Un jeune migrant se suicide dans un centre d'accueil du Pas-de-Calais

Un jeune migrant se suicide dans un centre d'accueil du Pas-de-Calais
Ce drame est le signe selon Médecins du Monde que « les souffrances psychologiques des migrants sont réelles ». (Illustration)

leparisien.fr, publié le mercredi 20 juin 2018 à 18h31

Le jeune homme guinéen de 19 ans était arrivé de Calais il y a quelques semaines.

Un Ghanéen de 19 ans s'est suicidé la semaine dernière dans un Centre d'accueil et d'examen des situations (CAES) de Croisilles dans le Pas-de-Calais, a révélé La Voix du Nord.

Le jeune homme qui était arrivé de Calais « il y a quelques semaines » s'est donné la mort « dans une partie désaffectée du bâtiment », a déclaré Guillaume Alexandre, directeur général de La Vie Active, une association d'aide sociale qui a été mandatée par l'État pour s'occuper de la gestion du CAES.

Une cinquantaine de migrants y sont accueillis pour faire un point sur leur situation et réfléchir à leurs possibilités de demande d'asile ou de retour au pays.

«Pas de défaillance de l'organisation»

« La migration a forcément eu un impact sur sa situation (psychologique) » a estimé Guillaume Alexandre, tout en précisant ne pas connaître la « situation familiale » du Ghanéen et ajoutant qu'il était « resté très renfermé sur lui-même ». Le jour de son décès, il avait rendez-vous avec une psychologue. Selon Guillaume Alexandre, il n'y a pas de « défaillance de l'organisation ».

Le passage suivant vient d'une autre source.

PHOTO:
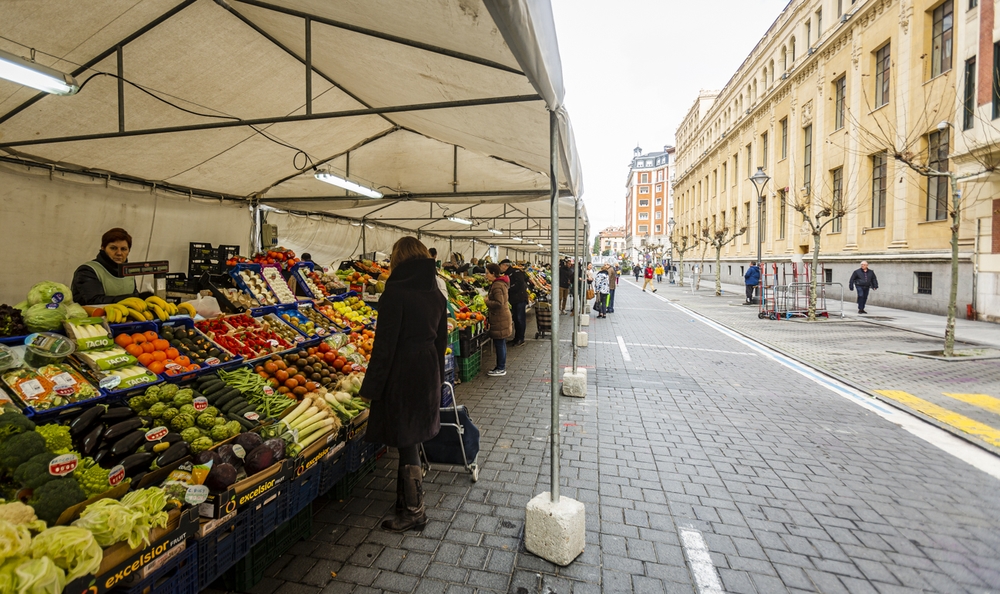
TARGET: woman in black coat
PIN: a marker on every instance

Ce drame est le signe, selon Médecins du Monde, que « les souffrances psychologiques des migrants sont réelles ». « Les souffrances des exilés sont réelles », a commenté Patricia Belliard, coordinatrice médicale à Calais et Dunkerque (Nord) pour Médecins du Monde. Angoisse de l'exil, du parcours, de l'arrivée en France, manque d'accès aux besoins fondamentaux, peur d'un retour au pays d'entrée dans l'Union européenne selon les termes du règlement de Dublin, les sources de souffrances sont multiples.

Rapport alarmant

« Les structures de santé et eux, on n'est pas dans le même espace-temps, nous c'est du long terme, des rendez-vous réguliers, pour eux c'est dur de se projeter à la semaine prochaine », a expliqué Patricia Belliard, avant de s'interroger : « L'offre est là, mais est-elle adaptée à la population des exilés ? »

Ce suicide est intervenu alors que le Centre Primo Lévi et Médecins du Monde publient ce mercredi, à l'occasion de la Journée mondiale des réfugies, un rapport alarmant sur la souffrance psychique des migrants.